The Treasury Department yesterday tentatively cleared Mexican vegatable growers of charges that they hve been selling winter tomatoes and other vegetables in the United States for less than the cost of production.

Florida vegetable growers, who share the winter market about equally with the Mexicans, claimed in a petition filed a year ago that about $200 million worth of the vegetables were being dumped in the United States annually.

Had the Treasury decision gone the other way, Mexican growers might have had to pay special import duties that could have pushed up vegetable prices in supermarkets this winter.

The Florida growers withdrew their original petition asking for relief last July to give the U.S. government time to try to negotiate with the Mexican government on setting limits on low-priced vegetable imports.
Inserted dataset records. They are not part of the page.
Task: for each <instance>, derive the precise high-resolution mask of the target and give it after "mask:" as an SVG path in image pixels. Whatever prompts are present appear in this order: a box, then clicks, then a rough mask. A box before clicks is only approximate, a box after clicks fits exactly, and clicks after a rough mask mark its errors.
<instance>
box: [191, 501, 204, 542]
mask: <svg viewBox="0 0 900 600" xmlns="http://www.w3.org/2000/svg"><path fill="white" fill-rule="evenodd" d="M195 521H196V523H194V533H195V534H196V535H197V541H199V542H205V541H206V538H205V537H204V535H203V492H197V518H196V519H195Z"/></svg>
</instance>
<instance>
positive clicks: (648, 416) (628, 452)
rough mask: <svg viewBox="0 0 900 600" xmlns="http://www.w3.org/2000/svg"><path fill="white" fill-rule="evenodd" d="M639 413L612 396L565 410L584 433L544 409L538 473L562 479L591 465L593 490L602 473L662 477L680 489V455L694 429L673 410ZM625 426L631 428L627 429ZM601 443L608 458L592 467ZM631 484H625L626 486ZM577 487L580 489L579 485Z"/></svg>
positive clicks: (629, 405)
The negotiators were making progress on an agreement when the petition was refiled Oct. 19, one U.S. negotiator said.The negotiations are still in progress, he said.

Both groups of growers will have an opportunity to present any new evidence or arguments to Treasury before a final determination is made, probably within 90 days.

Treasury was able to sidestep one major issue in the dispute: is it dumping if a perishable agricultural commodity is sold, in effect, in an auction, and on occasion brings less than it cost to produce?

Treasury officials said this happened less than 15 percent of the time. Therefore, there were enough transactions at or above the cost of production that they were able to apply another test of dumping: what prices were charged in sales in a third country?

Under the law, no dumping occurs if prices charged in a third country are similar to those charged in the United States.

In this case, Customs officials chose days at random and checked prices charged in the United States and Canada the same distance from Nogales, Ariz., where the brokers handling the sales are located and where the products usually enter the United States.

Sales of identical products shipped by the same grower on the same day to customers in both Canada and the United States were compared on days randomly selected from the entire growing season in the winter of 1977-78. Treasury officials said.

"From this statistical study it was evident that prices for the same merchandise shipped on the same day to destinations at comparable distances from Nogales . . . were not significantly different," they said.